Необходимо отметить и тот факт, что в комментариях А. А. Кунарева статичный (общеизвестный, хрестоматийный) текст комедии превращается в динамичное словесное полотно. Автор анализирует не только принятый в окончательной редакции текст комедии, но и ее ранние версии, наброски. Таким образом, он показывает и формирование «текстологического» мышления А. С. Грибоедова, его приоритеты как писателя, приоткрывает потаенные страницы творческой лаборатории гения (см., например, комментарий к такому эпизоду: Строжайше б запретил я этим господам На выстрел подъезжать к столицам (с. 352)).

С точки зрения композиционного построения всей книги считаем, что верно распределены функциональные «обязанности» обоих текстов — А. С. Грибоедова и А. А. Кунарева. По прочтении даже кажется, что последний является естественным продолжением писательского творения.

Конечно, каждый исследователь по-своему подходит к анализу литературного произведения, и определять изъяны одного и преимущества другого в данном случае не совсем корректно. Мы укажем лишь на те моменты, которые при дальнейшем издании книги помогут ее читателям лучше ориентироваться в нюансах столь обширного комментария. Во-первых, думается, что все, проанализированные эпизоды, вынесенные А. А. Кунаревым на обсуждение, следует сгруппировать в отдельный индекс и поместить в конце текста в хронологическом порядке (как и в самом комментарии). Во-вторых, было бы удобнее читателю, если бы весь корпус литературы находился дополнительно в конце книги (в алфавитном порядке). Тогда стало бы ясно, на какие источники опирается комментатор. В приложении к такому классическому произведению, как комедия А. С. Грибоедова «Горе от ума», необходимо дать краткий словарь устаревших слов (тоже в виде индекса). Но это лишь «технические» детали, не влияющие в целом на хорошо продуманную и — главное — осуществленную концепцию такого ответственного издания.

Несмотря на то, что, казалось бы, в «грибоедоведении» уже «все сказано», комментарий А. А. Кунарева убеждает нас в обратном и воодушевляет к очередному поиску как, надеемся, и благодарных читателей этой книги. В дополнение лишь скажем, что небезынтересно будет ознакомиться и с новым исследованием, где значительное место уделяется словесности А. С. Грибоедова и писателей первой половины XIX века, — книгой Т. И. Радомской «Обретение Отечества» (М., 2004).

Складывается впечатление, что А. А. Кунарев поставил перед собой сверхзадачу — прокомментировать каждый эпизод комедии, охарактеризовать с возможной полнотой любую малозаметную деталь, найти и привести к месту необходимые параллели, — словом, оживить мир действующих лиц и показать этим, что творчество великого А. С. Грибоедова актуально и сейчас — оно вечно!

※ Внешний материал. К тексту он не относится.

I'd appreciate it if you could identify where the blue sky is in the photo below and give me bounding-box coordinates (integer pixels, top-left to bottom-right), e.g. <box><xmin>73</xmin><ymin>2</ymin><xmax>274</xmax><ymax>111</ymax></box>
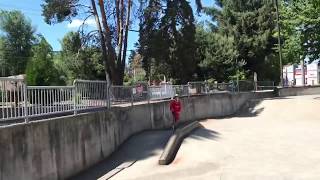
<box><xmin>0</xmin><ymin>0</ymin><xmax>214</xmax><ymax>51</ymax></box>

Можно считать, что в копилку отечественной историко-литературной и методико-педагогической науки вошло еще одно ценное издание, говорящее нам о том, насколько глубок и прекрасен мир русской классики. Полагаем, что эта книга — не только для учения, но и для чтения — станет незаменимым пособием в преподавательской практике в школе и вузе и по-новому откроет для многих непознанный мир грибоедовских страстей, характеров и судеб, на которых лежит художественный отпечаток реальной жизни России начала XIX в.


[i]Буслаев Ф.И. Исторические очерки русской народной словесности и искусства. Т. 1 СПб., 1861. С. 71-72.